Couldn’t think.
Kaelith, please.
But there was no answer.
The fire inside me ignited all at once.
But it wasn’t mine anymore.
This wasn’t the usual snap of dragon-bonded power. This wasn’t what Kaelith had taught me to shape and wield.
This magic, whatever it was, seemed different. Wilder. Ancient.
It surged outward with a deafeningcrack, light lancing from my body in violent tendrils.
Perin, or whatever imitation stood in his place, was flung back like a rag doll. His body twisted midair before crashing into the illusionary field in a spray of grass and flame.
Then silence.
A strange, crushing stillness.
And I felt myself falling.
Not backward. Not forward.
But down.
Into darkness.
I came to with a deep gasp, with my lungs burning like I’d been drowning in my own magic.
The first thing I felt was arms around me. Steady. Warm. Tae. He cradled me gently against his chest, one hand gripping my shoulder, the other keeping my head from lolling.
“You’re alright,” he whispered, like he wasn’t sure whether it was for me or for himself.
But my ears were already catching the edges of a fight nearby.
“I told you she wasn’t ready for that kind of illusion!” Zander’s voice cracked like thunder across the courtyard.
“She disobeyed a direct order,” Major Kaler snapped back. “She was told to hold the line of the illusion. Observe it. Not destroy it.”
“Observe?” Zander laughed, and there was no humor in it. “You locked her in a vision, cut her off from her dragon, and threw her against a construct of your making. That wasn’t a trial, that was a punishment.”
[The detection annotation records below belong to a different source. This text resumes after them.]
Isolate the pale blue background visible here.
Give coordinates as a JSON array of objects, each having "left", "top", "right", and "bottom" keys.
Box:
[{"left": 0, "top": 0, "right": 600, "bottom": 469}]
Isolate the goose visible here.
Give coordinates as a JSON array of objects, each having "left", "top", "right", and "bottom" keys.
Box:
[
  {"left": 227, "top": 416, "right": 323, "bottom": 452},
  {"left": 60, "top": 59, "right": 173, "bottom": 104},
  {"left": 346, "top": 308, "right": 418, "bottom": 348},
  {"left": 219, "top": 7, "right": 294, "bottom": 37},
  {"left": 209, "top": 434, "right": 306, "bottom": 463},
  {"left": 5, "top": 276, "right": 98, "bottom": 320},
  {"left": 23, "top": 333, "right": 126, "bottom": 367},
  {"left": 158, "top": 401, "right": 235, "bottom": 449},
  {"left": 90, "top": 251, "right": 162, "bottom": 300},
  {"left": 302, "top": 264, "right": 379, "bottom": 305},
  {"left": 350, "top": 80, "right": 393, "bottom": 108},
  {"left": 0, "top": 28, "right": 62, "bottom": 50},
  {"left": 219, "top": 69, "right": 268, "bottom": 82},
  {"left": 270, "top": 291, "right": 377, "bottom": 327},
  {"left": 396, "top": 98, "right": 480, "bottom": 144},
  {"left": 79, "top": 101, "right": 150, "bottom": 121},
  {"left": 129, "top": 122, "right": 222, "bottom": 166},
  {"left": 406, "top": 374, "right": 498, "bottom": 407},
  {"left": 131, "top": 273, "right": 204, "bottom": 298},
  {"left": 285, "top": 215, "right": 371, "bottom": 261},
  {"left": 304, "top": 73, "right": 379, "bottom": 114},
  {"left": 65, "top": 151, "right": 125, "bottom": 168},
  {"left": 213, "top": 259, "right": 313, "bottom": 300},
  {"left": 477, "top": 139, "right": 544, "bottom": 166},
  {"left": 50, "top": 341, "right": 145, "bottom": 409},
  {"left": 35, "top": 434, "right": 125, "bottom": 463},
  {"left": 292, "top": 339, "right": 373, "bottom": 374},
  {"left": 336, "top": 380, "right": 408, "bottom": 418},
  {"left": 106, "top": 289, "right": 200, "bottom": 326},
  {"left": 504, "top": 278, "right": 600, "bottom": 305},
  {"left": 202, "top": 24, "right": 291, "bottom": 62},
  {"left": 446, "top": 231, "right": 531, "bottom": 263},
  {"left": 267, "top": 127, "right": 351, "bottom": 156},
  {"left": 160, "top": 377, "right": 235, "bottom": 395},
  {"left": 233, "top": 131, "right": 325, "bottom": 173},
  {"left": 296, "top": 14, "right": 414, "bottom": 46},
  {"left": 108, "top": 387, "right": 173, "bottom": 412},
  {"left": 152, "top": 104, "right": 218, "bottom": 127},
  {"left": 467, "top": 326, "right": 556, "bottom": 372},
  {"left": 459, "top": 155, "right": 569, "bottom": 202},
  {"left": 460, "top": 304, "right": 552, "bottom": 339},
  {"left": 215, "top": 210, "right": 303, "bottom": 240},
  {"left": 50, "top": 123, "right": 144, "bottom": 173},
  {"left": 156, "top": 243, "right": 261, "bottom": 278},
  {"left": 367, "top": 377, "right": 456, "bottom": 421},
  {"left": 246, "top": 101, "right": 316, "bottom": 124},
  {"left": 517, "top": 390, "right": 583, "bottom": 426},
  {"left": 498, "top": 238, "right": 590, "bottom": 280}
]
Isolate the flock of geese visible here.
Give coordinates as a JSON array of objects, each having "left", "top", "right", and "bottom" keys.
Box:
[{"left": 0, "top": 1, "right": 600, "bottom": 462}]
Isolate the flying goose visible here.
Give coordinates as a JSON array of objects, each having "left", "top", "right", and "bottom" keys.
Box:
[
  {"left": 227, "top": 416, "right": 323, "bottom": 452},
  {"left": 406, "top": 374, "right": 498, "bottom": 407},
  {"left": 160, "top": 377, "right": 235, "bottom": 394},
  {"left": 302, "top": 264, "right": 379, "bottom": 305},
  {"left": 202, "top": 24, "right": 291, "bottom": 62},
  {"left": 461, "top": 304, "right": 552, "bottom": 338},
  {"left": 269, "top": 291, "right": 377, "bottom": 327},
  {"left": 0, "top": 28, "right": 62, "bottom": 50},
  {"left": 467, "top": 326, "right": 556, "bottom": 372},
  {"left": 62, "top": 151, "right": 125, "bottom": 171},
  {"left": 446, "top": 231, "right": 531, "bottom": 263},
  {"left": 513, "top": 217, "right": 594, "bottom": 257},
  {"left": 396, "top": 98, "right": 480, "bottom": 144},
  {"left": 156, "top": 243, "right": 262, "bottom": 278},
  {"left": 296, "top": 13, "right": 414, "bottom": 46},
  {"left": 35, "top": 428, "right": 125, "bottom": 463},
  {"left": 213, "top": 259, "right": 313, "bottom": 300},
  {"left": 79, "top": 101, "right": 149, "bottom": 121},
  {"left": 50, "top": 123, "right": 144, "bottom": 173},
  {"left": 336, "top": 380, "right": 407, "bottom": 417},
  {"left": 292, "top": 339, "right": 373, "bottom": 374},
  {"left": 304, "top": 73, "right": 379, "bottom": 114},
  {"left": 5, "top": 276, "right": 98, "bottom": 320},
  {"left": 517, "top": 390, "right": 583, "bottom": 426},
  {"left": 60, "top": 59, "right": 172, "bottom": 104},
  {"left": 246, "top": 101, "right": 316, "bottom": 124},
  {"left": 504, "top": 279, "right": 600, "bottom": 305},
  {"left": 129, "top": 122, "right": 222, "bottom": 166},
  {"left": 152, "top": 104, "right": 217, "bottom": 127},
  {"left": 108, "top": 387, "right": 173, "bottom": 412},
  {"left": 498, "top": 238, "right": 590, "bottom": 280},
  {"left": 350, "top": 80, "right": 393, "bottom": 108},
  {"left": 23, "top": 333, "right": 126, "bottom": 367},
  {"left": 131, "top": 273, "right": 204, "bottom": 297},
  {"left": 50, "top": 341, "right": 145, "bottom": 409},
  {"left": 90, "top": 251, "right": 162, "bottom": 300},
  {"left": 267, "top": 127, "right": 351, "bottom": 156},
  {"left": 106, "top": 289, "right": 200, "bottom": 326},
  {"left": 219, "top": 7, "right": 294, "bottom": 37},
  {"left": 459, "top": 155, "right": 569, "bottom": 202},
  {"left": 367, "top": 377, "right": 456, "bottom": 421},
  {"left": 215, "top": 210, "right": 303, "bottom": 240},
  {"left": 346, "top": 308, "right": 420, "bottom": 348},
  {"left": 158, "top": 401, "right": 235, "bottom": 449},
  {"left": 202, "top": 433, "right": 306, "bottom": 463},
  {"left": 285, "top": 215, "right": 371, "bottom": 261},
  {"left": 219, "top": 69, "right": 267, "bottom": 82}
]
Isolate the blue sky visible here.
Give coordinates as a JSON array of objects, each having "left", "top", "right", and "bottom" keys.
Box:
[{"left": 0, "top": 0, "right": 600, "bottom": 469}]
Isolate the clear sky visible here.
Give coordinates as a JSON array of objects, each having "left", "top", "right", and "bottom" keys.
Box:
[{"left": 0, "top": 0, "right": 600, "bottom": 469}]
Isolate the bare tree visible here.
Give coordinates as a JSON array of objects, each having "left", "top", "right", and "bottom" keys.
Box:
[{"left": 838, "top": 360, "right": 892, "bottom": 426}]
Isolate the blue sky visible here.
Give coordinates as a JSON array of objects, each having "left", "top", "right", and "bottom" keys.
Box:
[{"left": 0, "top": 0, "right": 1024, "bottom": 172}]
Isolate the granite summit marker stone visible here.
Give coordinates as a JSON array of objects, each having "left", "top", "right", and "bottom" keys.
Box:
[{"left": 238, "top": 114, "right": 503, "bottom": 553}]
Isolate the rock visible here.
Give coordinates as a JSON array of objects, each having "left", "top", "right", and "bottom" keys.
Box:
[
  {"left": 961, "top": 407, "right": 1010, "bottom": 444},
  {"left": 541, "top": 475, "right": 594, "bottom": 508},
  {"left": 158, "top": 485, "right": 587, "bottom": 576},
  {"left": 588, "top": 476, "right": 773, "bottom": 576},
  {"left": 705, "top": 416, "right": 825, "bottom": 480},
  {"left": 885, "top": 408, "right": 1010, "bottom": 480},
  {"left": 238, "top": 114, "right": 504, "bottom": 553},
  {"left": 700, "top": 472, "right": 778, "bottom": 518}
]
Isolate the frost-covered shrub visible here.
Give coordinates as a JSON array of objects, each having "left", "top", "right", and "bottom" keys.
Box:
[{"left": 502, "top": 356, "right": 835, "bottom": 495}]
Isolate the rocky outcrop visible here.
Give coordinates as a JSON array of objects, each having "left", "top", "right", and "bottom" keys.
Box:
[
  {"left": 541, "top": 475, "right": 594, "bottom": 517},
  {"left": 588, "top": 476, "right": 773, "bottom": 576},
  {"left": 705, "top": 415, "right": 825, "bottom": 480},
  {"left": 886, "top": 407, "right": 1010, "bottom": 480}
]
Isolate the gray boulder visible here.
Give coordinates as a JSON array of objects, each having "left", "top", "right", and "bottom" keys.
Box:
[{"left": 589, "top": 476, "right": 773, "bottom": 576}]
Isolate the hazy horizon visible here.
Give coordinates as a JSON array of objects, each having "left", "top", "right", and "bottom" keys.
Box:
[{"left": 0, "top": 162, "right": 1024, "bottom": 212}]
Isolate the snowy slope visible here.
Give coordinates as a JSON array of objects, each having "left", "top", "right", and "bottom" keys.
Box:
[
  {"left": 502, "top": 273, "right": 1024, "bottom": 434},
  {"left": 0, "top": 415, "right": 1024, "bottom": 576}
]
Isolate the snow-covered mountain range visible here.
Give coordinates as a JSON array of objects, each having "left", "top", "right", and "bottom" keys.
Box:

“She was never meant to be harmed.”
“She was screaming,” Zander growled, taking a step closer. “And you stood there like it was nothing.”
“She is a rider, not a child!”
“I will not let you use her to prove your damned point about bloodlines and discipline.”
“She’s awake,” Tae said suddenly, cutting through their shouting. “She’s awake.”
Zander turned immediately, crouching beside me. “Ashe. Tell me what happened.”
I swallowed past the ache in my throat, blinking at the early morning sun cresting over the walls.
“I was alone,” I rasped. “In the illusion. The field. Perin was there, at least I think it was him, or something meant to be him. He didn’t speak at first, but then he started talking like… like he would.”